Statistiken zur Migros

Die Migros-Gruppe ist mit einem Umsatz von rund 28,1 Milliarden Schweizer Franken (davon 25,2 Milliarden im Inland) und einem Marktanteil von 21,8 Prozent das führende Unternehmen im Detailhandel in der Schweiz. Das Unternehmen wurde 1925 von Gottlieb Duttweiler in Zürich ursprünglich als Aktiengesellschaft gegründet und nach dem Tode Duttweilers in die Organisationsform einer Genossenschaft überführt. Der Name weist auf die ursprüngliche Positionierung als preislich mittlere Alternative zu klassischen Detailhändlern und Großhändlern.

Die Migros-Gruppe besteht heute aus einem Geflecht von Unternehmen verschiedener Rechtsformen, die zentral vom Migros-Genossenschaftsverbund gesteuert werden, in dem die zehn Regionalgenossenschaften der Migros vertreten sind. Prinzipiell kann jeder Einwohner der Schweiz (oder des grenznahen Auslands) unentgeltlich Genossenschafter werden und so Einfluss auf die Geschäftspolitik nehmen. Fast 2,2 Millionen Schweizer Haushalte sind heute Mitglied. Ihre philanthropischen Statuten verpflichten die Konsumgenossenschaft zu einem starken kulturellen Engagement (Migros Kulturprozent) und verbieten bis heute den Verkauf der meisten Alkoholika in ihren Märkten (Tochterunternehmen wie Denner sind von dieser Regelung ausgenommen).
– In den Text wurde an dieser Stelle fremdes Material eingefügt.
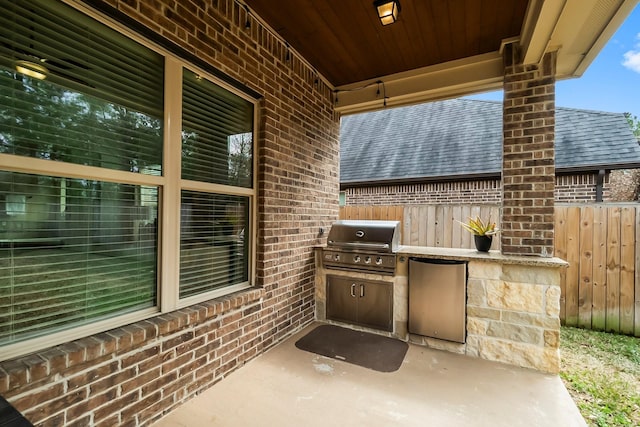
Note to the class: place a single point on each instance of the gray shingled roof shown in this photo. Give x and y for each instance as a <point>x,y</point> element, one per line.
<point>463,138</point>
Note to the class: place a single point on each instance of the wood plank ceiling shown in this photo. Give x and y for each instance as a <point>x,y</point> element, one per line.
<point>345,41</point>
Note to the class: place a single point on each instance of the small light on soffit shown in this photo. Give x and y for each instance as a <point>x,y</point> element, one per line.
<point>388,10</point>
<point>32,69</point>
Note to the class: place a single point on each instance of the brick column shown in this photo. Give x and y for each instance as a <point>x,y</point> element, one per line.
<point>528,165</point>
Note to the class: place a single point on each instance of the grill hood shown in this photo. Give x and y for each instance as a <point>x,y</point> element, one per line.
<point>355,235</point>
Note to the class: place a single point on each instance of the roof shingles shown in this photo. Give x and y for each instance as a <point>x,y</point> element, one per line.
<point>463,137</point>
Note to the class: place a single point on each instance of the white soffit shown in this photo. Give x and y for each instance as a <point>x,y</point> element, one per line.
<point>583,29</point>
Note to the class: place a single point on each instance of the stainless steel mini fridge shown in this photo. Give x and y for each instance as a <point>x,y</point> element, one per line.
<point>437,298</point>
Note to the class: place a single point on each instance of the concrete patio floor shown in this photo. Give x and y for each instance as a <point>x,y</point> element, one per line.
<point>290,387</point>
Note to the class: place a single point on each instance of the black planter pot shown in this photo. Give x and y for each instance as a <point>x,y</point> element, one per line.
<point>483,243</point>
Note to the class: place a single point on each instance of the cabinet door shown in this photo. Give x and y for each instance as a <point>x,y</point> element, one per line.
<point>342,299</point>
<point>375,305</point>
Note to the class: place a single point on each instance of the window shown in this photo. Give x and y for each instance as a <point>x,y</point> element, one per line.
<point>216,150</point>
<point>85,196</point>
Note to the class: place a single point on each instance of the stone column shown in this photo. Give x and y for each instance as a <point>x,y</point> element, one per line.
<point>528,165</point>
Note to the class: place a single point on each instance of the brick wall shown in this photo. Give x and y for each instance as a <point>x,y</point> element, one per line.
<point>528,160</point>
<point>568,188</point>
<point>133,375</point>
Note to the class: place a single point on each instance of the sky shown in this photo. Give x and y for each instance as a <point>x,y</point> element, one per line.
<point>612,81</point>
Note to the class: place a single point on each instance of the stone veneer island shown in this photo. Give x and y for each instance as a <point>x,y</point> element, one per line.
<point>512,308</point>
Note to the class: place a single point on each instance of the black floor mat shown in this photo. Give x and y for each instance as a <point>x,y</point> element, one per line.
<point>360,348</point>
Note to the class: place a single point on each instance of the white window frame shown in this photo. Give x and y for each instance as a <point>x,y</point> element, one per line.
<point>170,186</point>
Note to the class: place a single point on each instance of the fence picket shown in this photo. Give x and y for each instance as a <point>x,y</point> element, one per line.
<point>613,270</point>
<point>561,252</point>
<point>573,271</point>
<point>627,276</point>
<point>599,279</point>
<point>585,291</point>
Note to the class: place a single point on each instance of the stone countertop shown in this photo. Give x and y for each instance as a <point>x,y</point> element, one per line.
<point>474,255</point>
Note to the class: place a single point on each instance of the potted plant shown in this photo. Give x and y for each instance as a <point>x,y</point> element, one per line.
<point>482,232</point>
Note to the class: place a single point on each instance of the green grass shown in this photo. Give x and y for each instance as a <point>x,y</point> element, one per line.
<point>602,373</point>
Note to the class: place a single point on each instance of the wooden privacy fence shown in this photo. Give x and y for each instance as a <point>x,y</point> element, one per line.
<point>601,287</point>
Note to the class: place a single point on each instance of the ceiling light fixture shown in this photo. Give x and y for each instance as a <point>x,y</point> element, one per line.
<point>32,69</point>
<point>388,10</point>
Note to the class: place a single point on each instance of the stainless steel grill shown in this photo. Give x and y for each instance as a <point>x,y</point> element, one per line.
<point>368,246</point>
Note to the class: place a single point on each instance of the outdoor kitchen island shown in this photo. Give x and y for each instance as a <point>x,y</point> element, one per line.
<point>512,305</point>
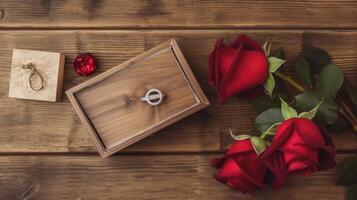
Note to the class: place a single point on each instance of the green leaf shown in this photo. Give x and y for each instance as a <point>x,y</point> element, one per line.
<point>269,84</point>
<point>349,172</point>
<point>287,111</point>
<point>239,137</point>
<point>327,112</point>
<point>351,193</point>
<point>279,53</point>
<point>330,81</point>
<point>348,88</point>
<point>340,125</point>
<point>310,114</point>
<point>302,69</point>
<point>317,58</point>
<point>267,118</point>
<point>274,64</point>
<point>258,144</point>
<point>270,131</point>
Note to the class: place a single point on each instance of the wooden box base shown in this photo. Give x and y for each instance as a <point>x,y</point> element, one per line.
<point>110,104</point>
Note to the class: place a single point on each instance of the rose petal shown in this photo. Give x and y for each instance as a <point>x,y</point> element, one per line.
<point>247,72</point>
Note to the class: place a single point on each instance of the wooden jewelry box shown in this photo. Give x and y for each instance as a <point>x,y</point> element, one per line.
<point>137,98</point>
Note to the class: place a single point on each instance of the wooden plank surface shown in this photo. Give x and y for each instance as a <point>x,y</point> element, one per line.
<point>32,126</point>
<point>178,13</point>
<point>142,177</point>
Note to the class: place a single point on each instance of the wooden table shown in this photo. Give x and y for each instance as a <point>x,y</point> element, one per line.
<point>47,154</point>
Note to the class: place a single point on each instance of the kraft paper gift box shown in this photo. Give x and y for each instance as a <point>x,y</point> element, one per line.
<point>49,72</point>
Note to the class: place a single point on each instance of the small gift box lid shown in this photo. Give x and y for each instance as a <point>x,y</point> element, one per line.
<point>115,106</point>
<point>36,75</point>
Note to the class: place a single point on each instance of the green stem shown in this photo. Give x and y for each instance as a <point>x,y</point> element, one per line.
<point>344,110</point>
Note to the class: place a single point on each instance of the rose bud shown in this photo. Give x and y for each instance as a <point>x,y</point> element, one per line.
<point>238,69</point>
<point>299,146</point>
<point>85,64</point>
<point>240,168</point>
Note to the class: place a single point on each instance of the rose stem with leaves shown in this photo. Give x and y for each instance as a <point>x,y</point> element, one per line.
<point>344,110</point>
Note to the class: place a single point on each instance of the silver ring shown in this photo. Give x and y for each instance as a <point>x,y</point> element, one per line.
<point>153,97</point>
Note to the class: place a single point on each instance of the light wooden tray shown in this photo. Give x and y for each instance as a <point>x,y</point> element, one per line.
<point>109,104</point>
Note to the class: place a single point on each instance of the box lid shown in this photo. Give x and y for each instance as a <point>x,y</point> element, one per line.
<point>112,105</point>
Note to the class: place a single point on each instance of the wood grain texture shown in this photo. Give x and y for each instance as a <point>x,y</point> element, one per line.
<point>178,13</point>
<point>143,177</point>
<point>111,108</point>
<point>31,126</point>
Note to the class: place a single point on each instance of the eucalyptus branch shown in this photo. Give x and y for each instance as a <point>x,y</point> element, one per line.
<point>344,110</point>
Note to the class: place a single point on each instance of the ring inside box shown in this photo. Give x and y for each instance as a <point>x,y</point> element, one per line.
<point>111,105</point>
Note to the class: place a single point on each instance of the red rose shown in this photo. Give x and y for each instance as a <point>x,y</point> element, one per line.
<point>238,69</point>
<point>239,168</point>
<point>298,146</point>
<point>84,64</point>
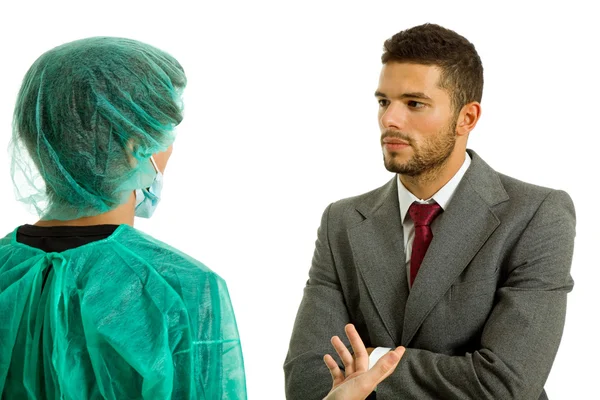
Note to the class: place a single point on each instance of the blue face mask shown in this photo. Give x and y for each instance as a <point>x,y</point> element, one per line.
<point>146,200</point>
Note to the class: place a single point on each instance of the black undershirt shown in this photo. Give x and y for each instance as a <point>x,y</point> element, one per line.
<point>61,238</point>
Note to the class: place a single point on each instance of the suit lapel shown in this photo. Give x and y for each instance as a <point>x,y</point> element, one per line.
<point>459,234</point>
<point>378,248</point>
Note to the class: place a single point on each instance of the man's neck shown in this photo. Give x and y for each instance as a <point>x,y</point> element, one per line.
<point>428,183</point>
<point>123,214</point>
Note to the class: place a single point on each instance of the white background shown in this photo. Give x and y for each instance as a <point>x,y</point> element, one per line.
<point>281,120</point>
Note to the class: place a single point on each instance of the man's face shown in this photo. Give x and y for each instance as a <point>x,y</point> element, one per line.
<point>416,118</point>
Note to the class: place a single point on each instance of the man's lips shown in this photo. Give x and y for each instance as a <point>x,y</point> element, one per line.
<point>394,144</point>
<point>389,140</point>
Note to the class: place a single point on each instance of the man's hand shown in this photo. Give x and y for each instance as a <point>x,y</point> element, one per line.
<point>358,381</point>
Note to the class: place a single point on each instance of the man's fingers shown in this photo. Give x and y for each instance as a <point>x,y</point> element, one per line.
<point>361,356</point>
<point>344,354</point>
<point>381,370</point>
<point>336,373</point>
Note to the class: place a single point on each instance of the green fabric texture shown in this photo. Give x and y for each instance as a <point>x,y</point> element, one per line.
<point>127,317</point>
<point>88,116</point>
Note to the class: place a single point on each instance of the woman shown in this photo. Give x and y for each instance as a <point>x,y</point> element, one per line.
<point>91,307</point>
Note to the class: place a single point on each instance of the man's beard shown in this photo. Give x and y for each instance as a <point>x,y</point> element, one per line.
<point>431,155</point>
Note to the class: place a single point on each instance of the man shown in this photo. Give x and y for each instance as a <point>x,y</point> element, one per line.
<point>467,268</point>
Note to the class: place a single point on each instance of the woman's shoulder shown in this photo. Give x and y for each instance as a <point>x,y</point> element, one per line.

Innerhalb der Gruppe lassen sich die Geschäftsbereiche Genossenschaftlicher Detailhandel, nicht genossenschaftlich organisierter Handel, Industrie und Großhandel, Reisen sowie Finanzdienstleistungen unterscheiden. Der genossenschaftliche Detailhandel stellt das wichtigste Standbein dar; hier wurden 2017 rund 21,6 Milliarden Schweizer Franken umgesetzt. Den Kern dieses Unternehmensbereichs bildet der Lebensmitteldetailhandel mit einem Umsatz von 11,6 Milliarden Schweizer Franken im Inland. Hier ist Coop der wichtigste Konkurrent. Neben den Super- und Verbrauchermärkten (nach Verkaufsfläche als M, MM oder MMM klassifiziert) gehören der Elektrohändler M-Electronics, die Sporthandelskette SportXX, der Möbelhändler Micasa und Do It+Garden in diesen Bereich. Außerdem werden Obi-Baumärkte als Franchise der deutschen DIY-Handelskette betrieben.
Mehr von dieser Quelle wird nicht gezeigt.